Optimizing Merkle tree multi-queries

vbuterin · February 14, 2019, 12:01pm

I think I accidentally re-invented this two days ago without seeing this thread

ethereum/research/blob/7db6b87cf8642a8671dd9890909586912a0929c9/mimc_stark/merkle_tree.py#L37


    for p in proof[1:]:
        if index % 2:
            v = blake(p + v)
        else:
            v = blake(v + p)
        index //= 2
    assert v == root
    return int.from_bytes(proof[0], 'big') if output_as_int else proof[0]


# Make a compressed proof for multiple indices
def mk_multi_branch(tree, indices):
    # Branches we are outputting
    output = []
    # Elements in the tree we can get from the branches themselves
    calculable_indices = {}
    for i in indices:
        new_branch = mk_branch(tree, i)
        index = len(tree) // 2 + i
        calculable_indices[index] = True
        for j in range(1, len(new_branch)):
            calculable_indices[index ^ 1] = True

Your version does seem to have more compact code, though some of my version’s complexity has to do with making the proof generation algorithm not technically take O(N) time (the for i in range(2**depth - 1, 0, -1): loop and the space complexity of the known array).

This reduced the size of the MIMC STARK from ~210kb to ~170kb and removed the need for the ugly wrapper compression algorithm.

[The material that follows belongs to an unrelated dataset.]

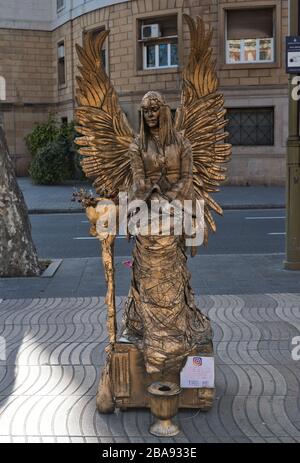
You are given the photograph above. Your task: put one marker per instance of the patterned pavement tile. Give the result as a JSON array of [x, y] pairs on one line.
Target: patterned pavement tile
[[55, 350]]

Also a possibly dumb question:

        # The merkle root has tree index 1
        if index == 1:
return hash == root

Doesn’t this make the verification return true if the first branch is correct, regardless of whether or not subsequent branches are correct? Or is it guaranteed that the “merging” via queue = queue[1:] will bring the checking down to one node by the time it hits the leaf?